Alison Cooper has left her role as the Office of Foreign Assets Control's enforcement chief to join the Navy Federal Credit Union, where she will manage issues related to OFAC and the Bank Secrecy Act, she announced on LinkedIn. Cooper worked at OFAC for over two decades, from 1997 to 2011 and again from 2017 until she left this month.
American Iron & Metal Co. (AIM), a Montreal-based scrap metal recycling company, has accused non-vessel operating common carrier Priva Logistics of New York state of preventing it from retrieving cargo shipped to India and Italy, according to a complaint filed with the Federal Maritime Commission.
The U.K. fined a British exporter $1,160,725.67 pounds (about $1.57 million) for violating sanctions against Russia, the country’s Revenue and Customs agency announced July 8. The penalty represented the largest settlement ever issued by the U.K.’s customs agency for a Russia-related sanctions breach.
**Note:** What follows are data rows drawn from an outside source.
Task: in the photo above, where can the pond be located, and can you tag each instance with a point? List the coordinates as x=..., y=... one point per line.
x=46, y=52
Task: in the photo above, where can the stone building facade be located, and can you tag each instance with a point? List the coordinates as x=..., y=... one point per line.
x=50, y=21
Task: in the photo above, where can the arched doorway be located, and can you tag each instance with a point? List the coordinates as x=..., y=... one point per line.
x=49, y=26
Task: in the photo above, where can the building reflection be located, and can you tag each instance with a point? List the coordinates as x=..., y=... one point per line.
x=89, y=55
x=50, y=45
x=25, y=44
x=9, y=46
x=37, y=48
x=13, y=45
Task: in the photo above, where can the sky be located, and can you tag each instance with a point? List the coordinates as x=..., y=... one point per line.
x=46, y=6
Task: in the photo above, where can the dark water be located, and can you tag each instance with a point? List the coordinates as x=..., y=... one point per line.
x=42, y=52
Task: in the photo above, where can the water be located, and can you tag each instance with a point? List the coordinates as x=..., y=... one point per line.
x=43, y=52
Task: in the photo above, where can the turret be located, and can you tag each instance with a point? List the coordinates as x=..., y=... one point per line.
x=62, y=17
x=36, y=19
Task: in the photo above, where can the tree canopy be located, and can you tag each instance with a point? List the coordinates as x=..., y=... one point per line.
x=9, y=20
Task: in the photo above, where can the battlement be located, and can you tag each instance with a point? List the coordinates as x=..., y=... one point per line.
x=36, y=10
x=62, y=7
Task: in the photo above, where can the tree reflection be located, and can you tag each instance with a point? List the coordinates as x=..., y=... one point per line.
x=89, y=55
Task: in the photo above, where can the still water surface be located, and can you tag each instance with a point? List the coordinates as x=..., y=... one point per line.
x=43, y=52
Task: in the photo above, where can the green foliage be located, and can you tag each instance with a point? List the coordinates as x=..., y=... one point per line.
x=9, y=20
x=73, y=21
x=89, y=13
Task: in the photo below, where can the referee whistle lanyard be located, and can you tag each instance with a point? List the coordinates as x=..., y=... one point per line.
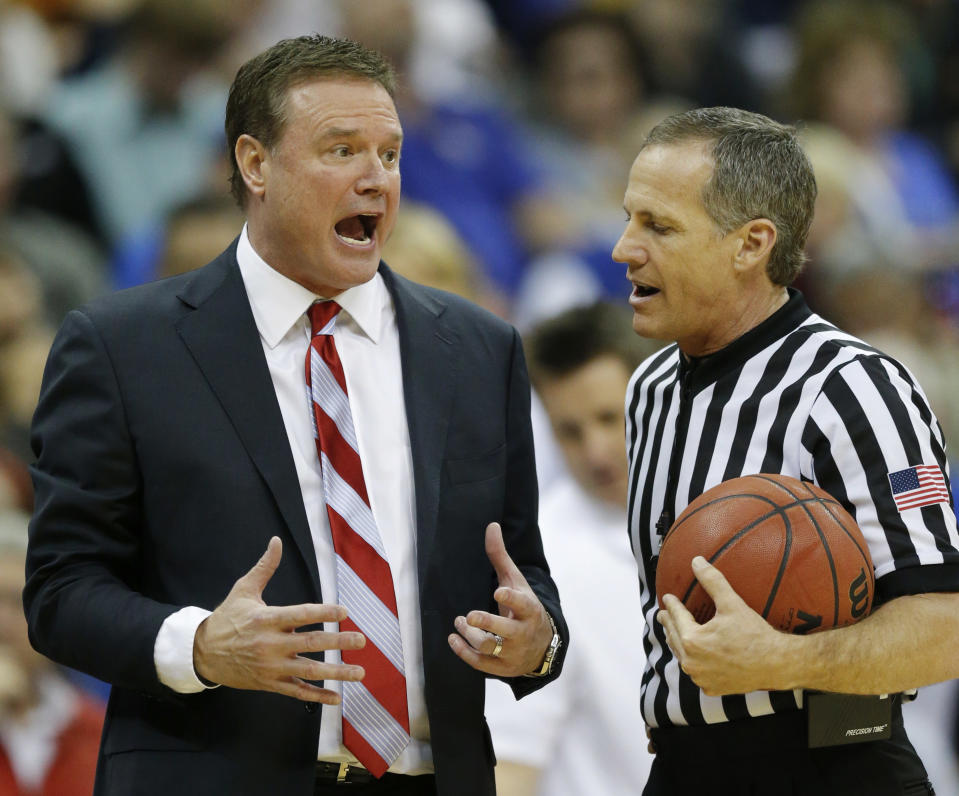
x=687, y=365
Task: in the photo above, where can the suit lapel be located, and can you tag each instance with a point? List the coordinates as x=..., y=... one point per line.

The exporter “made goods available to Russia in breach of” the sanctions, the U.K. said, but it provided no further details.
The Canada Border Services Agency recently issued a list of compliance and verification “priorities” for imported goods to alert traders about where it’s focusing its inspection and enforcement efforts.
China is imposing antidumping duties ranging from 27.7% to 34.9% for five years on brandy imported from the EU, China's Ministry of Commerce said, according to an unofficial translation. The duties won't apply to a list of 34 EU brandy products whose companies agreed to certain "price commitments" for their sales to China, a ministry spokesperson said. The new rates took effect July 5.
Reps. Zach Nunn, R-Iowa, and Josh Gottheimer, D-N.J., introduced a bill July 7 that would give the Treasury Department expanded authority to prohibit U.S. bank access for foreign financial institutions that serve Russia’s energy sector or sanctioned Russian entities.
A bipartisan, bicameral group of lawmakers issued a press release late July 7 calling on Congress to pass a bill that would require export-controlled advanced computing chips to contain location verification mechanisms.
The Office of Foreign Assets Control this week renewed a general license that authorizes payments of certain taxes, fees, import duties, licenses, certifications and other similar transactions involving the Central Bank of the Russian Federation, the National Wealth Fund of the Russian Federation, and the Ministry of Finance of the Russian Federation that would normally be blocked under Directive 4 of Executive Order 14024. General License 13N, which replaces 13M, authorizes those transactions through 12:01 a.m. ET Oct. 9, as long as they're “ordinarily incident and necessary to the day-to-day operations in the Russian Federation of such U.S. persons or entities.” The license was scheduled to expire July 9.
The Office of Foreign Assets Control this week sanctioned a North Korea-based hacker along with a Russian national and several related companies for helping to employ North Korean information technology workers abroad.